La conséquence pratique est simple. Dès lors que l'un des deux animaux a été abattu, le second, que ce soit la mère ou le petit, ne peut pas être abattu avant l'arrivée de la nuit. À la tombée de la nuit, le jour halachique bascule, un nouveau jour commence, et le second animal peut alors être abattu.

La preuve tirée de la Création

La preuve tirée de la Création

La Mishna ne laisse pas cette décision reposer sur sa seule autorité. Elle fournit une source dans les pessoukim et attribue la derasha à un Tana, Rabbi Chimon ben Zoma, en l'introduisant par les mots « et zo darach », telle est l'exposition qu'il a proposée.

« Néémar bemaassé beréchit » : une certaine expression est employée dans le récit de la Création, à savoir « yom ehad », un seul jour.
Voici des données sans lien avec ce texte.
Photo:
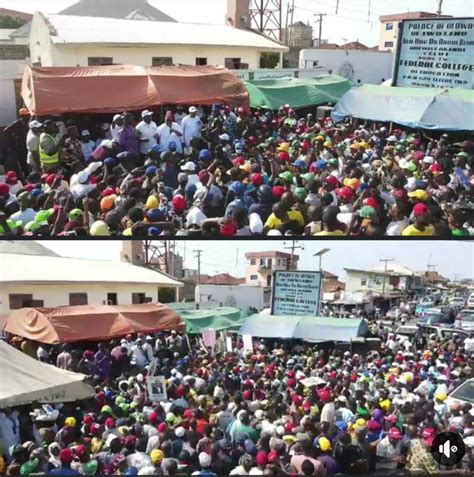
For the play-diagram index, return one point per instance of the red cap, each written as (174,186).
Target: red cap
(261,458)
(66,456)
(278,191)
(331,180)
(420,209)
(257,179)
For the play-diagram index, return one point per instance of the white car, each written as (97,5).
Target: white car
(465,320)
(463,394)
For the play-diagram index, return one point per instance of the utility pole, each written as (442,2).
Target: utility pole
(440,7)
(386,260)
(198,256)
(293,247)
(320,15)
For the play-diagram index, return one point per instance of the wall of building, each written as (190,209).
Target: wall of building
(58,295)
(367,66)
(239,296)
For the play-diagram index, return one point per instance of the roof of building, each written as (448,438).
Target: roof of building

Le verset dit « vayehi érev vayehi voker », et il y eut un soir et il y eut un matin, et il se clôt précisément sur ces deux mots, « yom ehad ». « Vénéémar beoto vé'et beno » : et ce sont exactement ces deux mêmes mots que la Torah utilise dans le verset interdisant d'abattre une mère avec son petit.

Puisqu'une même expression sert dans les deux passages, chacun peut éclairer l'autre. Demandons donc « ma yom ehad », de quel genre de « un seul jour » s'agit-il là où l'expression figure dans le récit de la Création, « haamour bemaassé beréchit » ? Là, l'obscurité vient en premier et la lumière ensuite, ce qui est exactement l'ordre que le verset lui-même énonce : le soir, et seulement après, le matin. « Af yom ehad », il en va de même pour le « un seul jour » de notre interdit : ses heures de clarté sont entraînées à la suite de la nuit qui les a ouvertes, « hayom holech ahar halayla ».

L'enseignement est donc porté par les mots « yom ehad » eux-mêmes. Malgré la proximité avec les lois des korbanot, le jour de oto vé'et beno est le jour halachique ordinaire : il s'ouvre à la tombée de la nuit et s'achève à la tombée de la nuit suivante.